Społeczeństwo obywatelskie powinno mieć zaufanie do swoich instytucji. Powinno uwierzyć, że instytucje działają w jego interesie. Nie powinno też instytucji oszukiwać i nimi gardzić. Na zaufanie i szacunek instytucje państwa polskiego, a przede wszystkim sądy muszą sobie dopiero zapracować. Szkoła nie może jednak uczyć młodzieży oportunizmu, kłamstwa i lekceważenia własnych placówek. Nie wolno wdrukowywać młodzieży takich wzorców.
- Zaloguj lub zarejestruj się aby dodawać komentarze
- Odsłony: 8455
Trochę Pani przesadza.
To, ze chlopak ma w domu spore zbiory książek z niczego go nie zwalnia. Dosłownie z niczego. Skoro nie wypożycza ze szkolnej biblioteki ani jednej pozycji, to naturalne jest zainteresowanie sie takim faktem ze strony szkoly. Nazwanie szkolnego księgozbioru śmieciem raczej nie świadczy o dobrych manierach wyniesionych z inteligenckiego domu, raczej o pogardzie bibioteki i jej pracownika.
Proszę zrobić eksperyment, pójść do przychodni, wejść do gabinetu i powiedzieć przyjmującemu lekarzowi, ze taki śmieć jej leczyc nie będzie. Po powrocie proszę opisać nam wrażenia.
Tyle że ja nie wierzę w tę opowieść, by nagle rzucono sie ucznia ostatniej klasy szkoly, ze niegramotny i to publicznie. Biedactwo.
Zazwyczaj takie opowieści naszych znajomych mają zupelnie inne podłoża. Ale teraz jest moda, ze nauczyciele są be.

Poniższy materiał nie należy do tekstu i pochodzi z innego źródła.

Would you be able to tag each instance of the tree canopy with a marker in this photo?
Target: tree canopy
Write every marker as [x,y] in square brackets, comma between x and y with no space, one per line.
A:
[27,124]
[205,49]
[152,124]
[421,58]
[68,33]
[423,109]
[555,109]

Oczywiście dopuszczam, że opisana historia nękania ucznia w ostatniej klasie, publiczne wyszydzanie i poniżanie miała miejsce. Jednakże uważam takie nagłe napady calej szkoły na biednego ucznia za rzecz bardziej skomplikowaną niż proste historie opowiedziane przez znajomych.
Bo widzi Pani - rodzice opowiadający mrożące krew w żyłach historie, którzy mają energię na żale między znajomymi, ale nie interweniują w kuratorium (a ta historia wręcz prosi o taki prolog), nie wzbudzają mego zaufania.
To ja proszę, na drugi raz, o całą historię. Historia polowiczna, z pominiętym merytorycznym zakończeniem, to manipulacja.
Mark Twain napisał, że prawda jest dziwniejsza od fikcji,
a to dlatego, że fikcja musi być prawdopodobna.
ps. Mój ostatni sukces w tej szkole to papier toaletowy w toaletach dla uczniów oraz to, że Rada Rodziców pisze protokół ze swoich spotkań i podpisuje się pod nim. Uprzednio protokół pisała nauczycielka a Rada Rodziców nie znała treści protokółu.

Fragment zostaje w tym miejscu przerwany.